Kermit Gosnell | |
---|---|
Born |
Kermit Barron Gosnell February 9, 1941 Philadelphia, Pennsylvania, U.S. |
Criminal charge |
|
Criminal penalty | Life without parole plus 30 years |
Criminal status | In custody at SCI Huntingdon |
Spouse(s) | Pearl Gosnell |
Children | 6 |
Conviction(s) | Convicted on 3 counts of first-degree murder, 1 count involuntary manslaughter, pled guilty to federal charges |
Killings | |
Victims | Convicted on four state counts, hundreds of similar incidents reported |
Country | United States of America |
State(s) | Pennsylvania |
Kermit Barron Gosnell (born February 9, 1941) is an American former abortion-provider who was convicted of murdering three infants who were born alive during attempted abortion procedures.
Gosnell owned and operated the Women's Medical Society clinic in Philadelphia, Pennsylvania and he was a prolific prescriber of OxyContin. In 2011, Gosnell and various co-defendant employees were charged with eight counts of murder, 24 felony counts of performing illegal abortions beyond the state of Pennsylvania’s 24-week time limit, and 227 misdemeanor counts of violating the 24-hour informed consent law. The murder charges related to an adult patient, Karnamaya Mongar, who died following an abortion procedure, and seven newborns said to have been killed by having their spinal cords severed with scissors after being born alive during attempted abortions. In May 2013, Gosnell was convicted of first degree murder in the deaths of three of the infants and involuntary manslaughter in the death of Karnamaya Mongar. Gosnell was also convicted of 21 felony counts of illegal late-term abortion, and 211 counts of violating the 24-hour informed consent law. After his conviction, Gosnell waived his right to appeal in exchange for an agreement not to seek the death penalty. He was sentenced instead to life in prison without the possibility of parole.

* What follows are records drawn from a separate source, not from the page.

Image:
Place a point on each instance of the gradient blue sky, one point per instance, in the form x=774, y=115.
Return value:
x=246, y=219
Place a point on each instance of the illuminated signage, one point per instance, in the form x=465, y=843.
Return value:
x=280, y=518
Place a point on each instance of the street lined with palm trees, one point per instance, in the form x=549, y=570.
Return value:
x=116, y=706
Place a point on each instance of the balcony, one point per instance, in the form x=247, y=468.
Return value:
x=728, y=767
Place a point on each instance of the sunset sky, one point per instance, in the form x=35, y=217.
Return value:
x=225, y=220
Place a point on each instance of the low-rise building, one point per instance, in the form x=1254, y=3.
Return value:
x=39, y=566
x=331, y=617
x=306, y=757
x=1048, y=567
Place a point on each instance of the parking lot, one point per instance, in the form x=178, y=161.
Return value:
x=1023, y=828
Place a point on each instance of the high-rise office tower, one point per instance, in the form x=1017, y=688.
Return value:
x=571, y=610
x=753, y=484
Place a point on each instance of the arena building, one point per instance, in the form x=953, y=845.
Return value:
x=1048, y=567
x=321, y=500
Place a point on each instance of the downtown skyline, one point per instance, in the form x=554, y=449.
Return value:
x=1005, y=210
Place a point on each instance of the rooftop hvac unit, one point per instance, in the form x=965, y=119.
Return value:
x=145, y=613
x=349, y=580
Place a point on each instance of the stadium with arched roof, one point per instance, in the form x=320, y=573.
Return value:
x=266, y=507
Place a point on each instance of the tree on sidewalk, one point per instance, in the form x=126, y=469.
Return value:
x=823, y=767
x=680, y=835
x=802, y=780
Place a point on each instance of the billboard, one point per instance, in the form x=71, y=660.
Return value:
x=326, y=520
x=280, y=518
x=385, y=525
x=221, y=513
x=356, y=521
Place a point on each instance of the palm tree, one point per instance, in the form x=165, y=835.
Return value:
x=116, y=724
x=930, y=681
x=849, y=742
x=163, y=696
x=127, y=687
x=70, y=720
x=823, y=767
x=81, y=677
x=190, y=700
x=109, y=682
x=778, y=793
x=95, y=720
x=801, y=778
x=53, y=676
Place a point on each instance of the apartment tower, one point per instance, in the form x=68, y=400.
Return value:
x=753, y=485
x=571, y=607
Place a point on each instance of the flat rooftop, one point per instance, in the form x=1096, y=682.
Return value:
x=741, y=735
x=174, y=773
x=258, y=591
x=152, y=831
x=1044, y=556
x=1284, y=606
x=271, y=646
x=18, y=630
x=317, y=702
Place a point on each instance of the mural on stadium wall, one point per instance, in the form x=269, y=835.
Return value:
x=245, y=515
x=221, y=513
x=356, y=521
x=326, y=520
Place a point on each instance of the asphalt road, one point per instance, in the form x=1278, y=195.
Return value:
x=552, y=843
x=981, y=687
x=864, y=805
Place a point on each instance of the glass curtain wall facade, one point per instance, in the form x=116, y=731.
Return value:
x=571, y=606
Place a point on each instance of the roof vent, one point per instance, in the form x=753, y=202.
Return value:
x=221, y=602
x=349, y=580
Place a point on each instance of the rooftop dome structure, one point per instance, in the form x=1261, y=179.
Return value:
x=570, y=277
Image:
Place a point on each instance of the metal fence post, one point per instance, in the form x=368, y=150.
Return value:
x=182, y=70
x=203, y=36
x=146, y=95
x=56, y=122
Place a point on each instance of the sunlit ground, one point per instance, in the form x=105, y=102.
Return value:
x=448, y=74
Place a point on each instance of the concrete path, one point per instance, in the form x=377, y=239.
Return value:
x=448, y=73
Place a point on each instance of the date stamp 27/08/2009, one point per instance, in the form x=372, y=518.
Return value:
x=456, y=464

Kermit Gosnell was born on February 9, 1941, in Philadelphia, the only child of a gas station operator and a government clerk in an African-American family. He was a top student at the city's Central High School from which he graduated in 1959. Gosnell graduated from Dickinson College in Carlisle, PA with a bachelor's degree. Gosnell received his medical degree at the Jefferson Medical School in 1966. It has been reported that he spent four decades practising medicine among the poor, including opening the Mantua Halfway House, a rehab clinic for drug addicts in the impoverished Mantua neighborhood of West Philadelphia near where he grew up, and a teen aid program. He became an early proponent of abortion rights in the 1960s and 1970s and, in 1972, he returned from a stint in New York City to open up an abortion clinic on Lancaster Avenue in Mantua. Gosnell told a Philadelphia Inquirer reporter in October 1972: "as a physician, I am very concerned about the sanctity of life. But it is for this precise reason that I provide abortions for women who want and need them".